I encourage everyone to check it out.

Now... back to that freight house model...

Monday, August 4, 2014

Freight House - some progress...

 In my last post, I hoped that the work on the new handrail would spur some action on the model as a whole. It appears to have done just that. Over the weekend I pulled out the walls that had been worked on and started on some additional walls. I also began assembling walls together. The shots next to the toaster oven just show a quick mock up of the walls; I wanted to make sure the thing will fit on the drop in module. The building itself will rest on a foundation pad that will raise it up about four scale feet. This pad will jut out the end of the freight house (opposite the two story freight office section) and there will be a loading ramp on that end. The pad also includes the stairs up to the office building with that handrail that I worked on last time. I plan to permanently mount the foundation to the drop in module, but the building will come off in two sections plus the roof (also in two sections probably). The last picture shows the beginnings of the truck loading side of the building. I only have one picture that only shows me part of this wall- so everything after a certain point on the north eastern section is just an educated guess on my part. 

I'm hoping that I can keep this momentum going for a little while.   

Monday, July 21, 2014

Shelf Rot

It's only been 18 months since my last update about/or any work done on the WP 3rd street freight house model. On a geologic time scale, I'm blazing along with blinding speed!

The time spent on the shelf of my cluttered office/man-cave/workshop has taken its toll on the model though. Specifically the delicate handrails on the stairs and deck that lead to the office doors. One wouldn't have needed to be Nostradamus (1503-1566) to predict that any such wear and tear would have worn and torn in that particular area. And since this model is intended for a module (a drop-in module at that) the decision to fabricate the handrails in ultra small diameter plastic rod was probably pure folly from the start.

So I've broken my R Street modeling fast by attending to rebuilding the handrails, this time in brass. My soldering skills are merely at the neophyte level, so it took me longer then most modelers to fiddle, tack and solder all the brass together and then bend it where needed and then clip and file away the excess solder till it looked half way decent. Still, it was a fun Sunday evening project to while away the hours until the final episode of the second season Endeavor came on Masterpiece.

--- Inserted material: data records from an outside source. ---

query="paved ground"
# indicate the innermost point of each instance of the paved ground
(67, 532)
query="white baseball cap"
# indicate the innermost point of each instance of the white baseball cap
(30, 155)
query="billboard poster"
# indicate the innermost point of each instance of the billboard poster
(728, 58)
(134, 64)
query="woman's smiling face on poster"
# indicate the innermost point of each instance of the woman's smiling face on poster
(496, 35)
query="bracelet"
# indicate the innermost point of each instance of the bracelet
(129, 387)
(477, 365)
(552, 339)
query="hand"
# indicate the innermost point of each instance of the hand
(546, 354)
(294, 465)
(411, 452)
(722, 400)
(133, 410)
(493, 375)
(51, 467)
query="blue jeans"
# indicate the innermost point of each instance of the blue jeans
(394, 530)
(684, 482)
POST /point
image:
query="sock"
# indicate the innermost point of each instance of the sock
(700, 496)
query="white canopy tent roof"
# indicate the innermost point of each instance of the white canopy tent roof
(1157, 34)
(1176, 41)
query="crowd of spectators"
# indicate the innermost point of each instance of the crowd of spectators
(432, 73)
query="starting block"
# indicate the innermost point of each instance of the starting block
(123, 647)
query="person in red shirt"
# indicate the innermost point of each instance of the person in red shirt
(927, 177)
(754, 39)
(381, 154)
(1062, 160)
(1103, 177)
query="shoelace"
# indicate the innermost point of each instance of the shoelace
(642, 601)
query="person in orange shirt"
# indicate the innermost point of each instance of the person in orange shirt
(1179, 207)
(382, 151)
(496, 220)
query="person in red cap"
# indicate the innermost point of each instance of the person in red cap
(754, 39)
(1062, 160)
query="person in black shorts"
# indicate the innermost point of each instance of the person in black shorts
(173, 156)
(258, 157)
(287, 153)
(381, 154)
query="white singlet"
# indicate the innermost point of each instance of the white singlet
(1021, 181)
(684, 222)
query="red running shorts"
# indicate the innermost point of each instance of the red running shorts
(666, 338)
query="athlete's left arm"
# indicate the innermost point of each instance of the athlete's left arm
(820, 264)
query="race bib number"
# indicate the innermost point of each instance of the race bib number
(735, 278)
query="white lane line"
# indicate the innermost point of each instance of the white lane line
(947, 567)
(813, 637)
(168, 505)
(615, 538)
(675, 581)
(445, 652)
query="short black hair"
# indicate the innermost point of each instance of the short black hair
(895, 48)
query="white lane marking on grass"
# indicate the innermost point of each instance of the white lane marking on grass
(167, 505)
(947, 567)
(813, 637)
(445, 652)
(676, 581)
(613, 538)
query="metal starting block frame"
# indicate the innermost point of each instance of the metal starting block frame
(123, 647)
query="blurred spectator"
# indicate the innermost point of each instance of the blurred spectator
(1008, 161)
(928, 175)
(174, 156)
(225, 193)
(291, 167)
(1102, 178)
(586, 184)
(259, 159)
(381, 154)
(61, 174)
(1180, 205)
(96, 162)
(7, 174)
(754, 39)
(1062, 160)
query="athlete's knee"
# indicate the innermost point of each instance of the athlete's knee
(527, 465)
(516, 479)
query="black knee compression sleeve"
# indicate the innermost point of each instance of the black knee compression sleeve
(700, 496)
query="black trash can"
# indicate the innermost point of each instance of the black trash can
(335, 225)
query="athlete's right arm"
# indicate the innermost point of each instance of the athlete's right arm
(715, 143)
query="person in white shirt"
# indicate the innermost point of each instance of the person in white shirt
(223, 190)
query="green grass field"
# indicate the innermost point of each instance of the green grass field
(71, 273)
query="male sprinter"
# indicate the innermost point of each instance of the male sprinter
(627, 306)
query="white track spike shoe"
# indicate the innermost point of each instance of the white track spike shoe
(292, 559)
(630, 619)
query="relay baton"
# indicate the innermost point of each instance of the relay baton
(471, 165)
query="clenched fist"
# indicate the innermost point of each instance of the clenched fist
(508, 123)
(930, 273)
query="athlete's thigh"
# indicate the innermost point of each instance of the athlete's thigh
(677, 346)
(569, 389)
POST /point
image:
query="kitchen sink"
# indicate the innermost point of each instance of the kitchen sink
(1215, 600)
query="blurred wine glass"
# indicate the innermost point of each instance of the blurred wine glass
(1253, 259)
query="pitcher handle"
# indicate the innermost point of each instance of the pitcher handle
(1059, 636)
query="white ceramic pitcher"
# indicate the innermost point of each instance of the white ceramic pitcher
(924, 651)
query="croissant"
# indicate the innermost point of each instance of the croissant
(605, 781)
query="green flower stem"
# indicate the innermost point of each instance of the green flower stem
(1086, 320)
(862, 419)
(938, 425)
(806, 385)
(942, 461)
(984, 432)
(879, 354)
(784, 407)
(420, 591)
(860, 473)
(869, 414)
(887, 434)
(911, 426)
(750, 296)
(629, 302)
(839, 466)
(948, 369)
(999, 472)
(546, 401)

I'm hoping it whetted my appetite for more modeling soon. And we can hope this will be 'soon' measured on more of a Julian calendar, something that measures mere weeks rather than epochs and eons.
It's a sad state of affairs... the plastic rod, it's not so strong. 
Laying things out. 

Tacked down and ready for solder... 

But maybe not _that_ much solder... 
Eventually it cleaned up somewhat. 

Monday, February 10, 2014

Thomson-Diggs Billhead

A few months ago, I purchased an eBay offering of a Thomson Diggs bill-head from 1924; they seem to crop up fairly regularly. The bill-head includes an illustration of the original portion of the Thomson Diggs building on R Street. The current building is much bigger than this early nucleus. It later included a first floor expansion on the West side (to the right of the building in the illustration) and then later still additional floors were added on top of that expansion. This illustration was one Thomson Diggs used in their 1920s catalogs that I've seen down at the Center for Sacramento History. Also of note is warehouse to the left of the main building. I think either this is an earlier and smaller version of the warehouse that I've seen later pictures of, or the picture is keeping this corrugated warehouse shorter than it was in reality. Perhaps this was done on purpose to not block the view of the main building.